What is particularly stunning from the Supreme Court decision is that it has practically overturned Roe vs Wade without oral arguments or an official ruling. 85-90% of Texas clinics offering abortion services literally stopped functioning on September 1st when the Court’s ruling took effect. Effectively a decision from the newly configured Trump right-wing activist Supreme Court appointees, the Court just may have gone rogue, rejecting a constitutional precedent that has stood fast for half a century. The Journal of the American Bar Association (September 3rd) reports:

“The U.S. Supreme Court on Wednesday [9/1] officially denied an emergency request from abortion providers to block a controversial Texas law that bans abortions after six weeks… Chief Justice John G. Roberts Jr., along with liberal Justices Elena Kagan, Stephen G. Breyer and Sonia Sotomayor, dissented.

“In the 5-4 unsigned decision, the high court’s majority said to prevail in an application for a stay or injunction, the providers must meet several factors, including making a ‘strong showing’ that they are ‘likely to succeed on the merits,’ and that they will be ‘irreparably injured absent a stay.’

“‘The applicants now before us have raised serious questions regarding the constitutionality of the Texas law at issue,’ the majority wrote. ‘But their application also presents complex and novel antecedent procedural questions on which they have not carried their burden… The state has represented that neither it nor its executive employees possess the authority to enforce the Texas law either directly or indirectly.’” Is vigilantism the hook for this decision? Seriously? 

The dissent called the decision what it obviously was (also from the ABA Journal): “In one of several dissents, Sotomayor called the decision ‘stunning.’ She was joined by Breyer and Kagan… ‘Presented with an application to enjoin a flagrantly unconstitutional law engineered to prohibit women from exercising their constitutional rights and evade judicial scrutiny, a majority of justices have opted to bury their heads in the sand,’ Sotomayor wrote. ‘Last night, the court silently acquiesced in a state’s enactment of a law that flouts nearly 50 years of federal precedents. Today, the court belatedly explains that it declined to grant relief because of procedural complexities of the State’s own invention.’

“[George W Bush appointed Chief Justice John] Roberts said in his dissent the court needed more time to consider the law, which he called ‘not only unusual but unprecedented.’ He was also joined by Breyer and Kagan.”
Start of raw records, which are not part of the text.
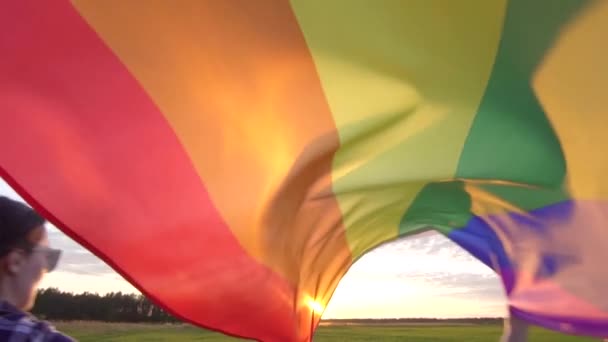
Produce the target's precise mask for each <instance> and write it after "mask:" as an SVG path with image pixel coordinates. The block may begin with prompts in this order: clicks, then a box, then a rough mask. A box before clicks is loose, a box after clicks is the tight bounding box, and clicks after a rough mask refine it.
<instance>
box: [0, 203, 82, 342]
mask: <svg viewBox="0 0 608 342" xmlns="http://www.w3.org/2000/svg"><path fill="white" fill-rule="evenodd" d="M44 224H45V220H44V218H42V217H41V216H40V215H38V214H37V213H36V212H35V211H34V210H32V209H31V208H30V207H28V206H27V205H25V204H24V203H21V202H17V201H14V200H12V199H10V198H7V197H4V196H0V341H44V342H68V341H73V340H72V339H71V338H69V337H67V336H65V335H63V334H61V333H59V332H57V331H56V330H54V328H53V327H52V326H51V325H49V324H48V323H46V322H43V321H40V320H37V319H36V318H35V317H33V316H31V315H30V314H28V313H27V311H29V310H31V309H32V307H33V306H34V301H35V299H36V293H37V290H38V285H39V283H40V281H41V280H42V277H43V276H44V275H45V273H47V272H50V271H52V270H53V269H54V268H55V266H57V262H58V260H59V255H60V251H59V250H57V249H53V248H50V247H49V242H48V238H47V232H46V229H45V227H44Z"/></svg>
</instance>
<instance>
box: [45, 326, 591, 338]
mask: <svg viewBox="0 0 608 342" xmlns="http://www.w3.org/2000/svg"><path fill="white" fill-rule="evenodd" d="M55 326H56V327H57V328H58V329H59V330H61V331H63V332H65V333H66V334H68V335H71V336H72V337H74V338H76V339H78V340H79V341H82V342H87V341H91V342H92V341H108V342H109V341H112V342H134V341H151V342H154V341H157V342H158V341H242V340H239V339H236V338H231V337H227V336H224V335H222V334H219V333H214V332H209V331H205V330H201V329H198V328H195V327H192V326H189V325H181V324H180V325H153V324H123V323H96V322H68V323H56V324H55ZM501 331H502V326H501V325H420V324H419V325H415V324H412V325H409V324H407V325H406V324H403V325H392V326H377V325H376V326H372V325H359V326H347V325H331V326H321V327H319V329H318V330H317V333H316V335H315V338H314V341H315V342H316V341H319V342H337V341H344V342H362V341H412V342H442V341H459V342H461V341H470V342H481V341H489V342H496V341H498V338H499V337H500V334H501ZM530 341H532V342H534V341H541V342H544V341H547V342H567V341H581V342H582V341H598V339H589V338H581V337H575V336H567V335H562V334H557V333H554V332H550V331H547V330H542V329H532V331H531V335H530Z"/></svg>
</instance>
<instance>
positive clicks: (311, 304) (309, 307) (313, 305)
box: [306, 298, 325, 314]
mask: <svg viewBox="0 0 608 342" xmlns="http://www.w3.org/2000/svg"><path fill="white" fill-rule="evenodd" d="M306 304H307V305H308V307H309V308H310V309H311V310H312V312H314V313H316V314H322V313H323V310H325V306H324V305H323V303H321V302H318V301H316V300H315V299H314V298H309V299H308V300H307V303H306Z"/></svg>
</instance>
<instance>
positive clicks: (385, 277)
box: [0, 179, 506, 318]
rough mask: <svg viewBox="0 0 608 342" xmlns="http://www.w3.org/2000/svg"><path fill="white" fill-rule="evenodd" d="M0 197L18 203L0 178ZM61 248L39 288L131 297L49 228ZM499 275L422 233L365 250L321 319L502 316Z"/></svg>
mask: <svg viewBox="0 0 608 342" xmlns="http://www.w3.org/2000/svg"><path fill="white" fill-rule="evenodd" d="M0 195H4V196H8V197H11V198H14V199H19V200H23V199H21V197H19V195H18V194H17V193H16V192H15V191H14V190H13V189H12V188H11V187H10V186H9V185H8V184H6V182H4V181H3V180H2V179H0ZM47 227H48V231H49V240H50V243H51V245H53V246H54V247H57V248H60V249H62V250H63V255H62V258H61V260H60V264H59V266H58V268H57V269H56V270H55V271H53V272H52V273H49V274H48V275H47V276H46V277H45V278H44V280H43V282H42V285H41V287H43V288H45V287H57V288H59V289H61V290H63V291H70V292H74V293H82V292H85V291H88V292H97V293H100V294H104V293H108V292H116V291H122V292H130V293H138V291H137V289H136V288H134V287H133V286H131V285H130V284H129V283H128V282H127V281H126V280H124V279H123V278H122V277H121V276H120V275H119V274H118V273H116V272H115V271H114V270H113V269H112V268H110V267H109V266H107V265H106V264H105V263H104V262H103V261H101V260H100V259H99V258H97V257H96V256H95V255H93V254H91V253H90V252H89V251H87V250H86V249H85V248H83V247H82V246H80V245H79V244H77V243H76V242H74V241H73V240H72V239H70V238H69V237H68V236H66V235H65V234H63V233H62V232H61V231H60V230H58V229H57V228H56V227H54V226H52V225H51V224H48V225H47ZM505 315H506V300H505V296H504V294H503V290H502V287H501V285H500V281H499V279H498V277H497V276H496V275H495V274H494V273H493V272H492V271H491V270H490V269H489V268H487V267H486V266H485V265H483V264H482V263H480V262H479V261H477V260H476V259H474V258H473V257H471V256H470V255H469V254H468V253H467V252H465V251H464V250H462V249H460V247H458V246H456V245H455V244H454V243H452V242H451V241H450V240H448V239H447V238H445V237H443V236H442V235H439V234H436V233H432V232H426V233H422V234H419V235H417V236H413V237H408V238H405V239H401V240H398V241H395V242H392V243H389V244H386V245H383V246H381V247H378V248H376V249H375V250H373V251H371V252H369V253H367V254H366V255H365V256H363V257H362V258H360V259H359V260H358V261H357V262H356V263H355V264H354V265H353V266H352V267H351V268H350V270H349V271H348V273H347V274H346V275H345V276H344V278H342V280H341V281H340V284H339V285H338V288H337V289H336V292H335V293H334V295H333V297H332V300H331V301H330V303H329V305H328V306H327V308H326V310H325V313H324V314H323V318H410V317H434V318H456V317H498V316H500V317H504V316H505Z"/></svg>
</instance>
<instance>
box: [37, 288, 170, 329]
mask: <svg viewBox="0 0 608 342" xmlns="http://www.w3.org/2000/svg"><path fill="white" fill-rule="evenodd" d="M32 313H33V314H34V315H36V316H37V317H39V318H42V319H46V320H55V321H61V320H66V321H70V320H92V321H105V322H154V323H175V322H178V321H179V320H178V319H176V318H175V317H173V316H172V315H170V314H169V313H167V312H166V311H164V310H162V309H161V308H160V307H158V306H156V305H154V304H153V303H152V302H151V301H150V300H149V299H148V298H146V297H145V296H142V295H136V294H127V293H122V292H111V293H108V294H105V295H103V296H101V295H99V294H97V293H89V292H85V293H80V294H74V293H69V292H62V291H59V290H58V289H55V288H48V289H41V290H39V291H38V297H37V299H36V304H35V305H34V308H33V309H32Z"/></svg>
Meanwhile, other red states, noting that vigilante enforcement provision in SB 8 might have given the Supreme Court a basis to sustain abortion bans, are rushing to mirror that Texas law. South Dakota Governor Kristi Noem promised her constituents that she would explore parallel abortion legislation for her state. Strange how irate “right to lifers” – cheering at the Supreme Court ruling – still support widespread and mostly-unregulated gun ownership (only one in thirty civilian gun homicides are deemed legally justifiable) and the death penalty. 

So, what happens until the Court really hears the full case, possibly years from now? Clinics close. Red states like South Dakota pass new anti-abortion laws that mirror the Texas statute. And the red/blue divide becomes an increasingly unbridgeable chasm.

I’m Peter Dekom, and the rule of law and true democracy seem to have fallen before a right-wing onslaught in red states driven by conspiracy theories, evangelical fundamentalism and the ability of a squeaky wheel minority to marginalize voters who oppose their radical opinions.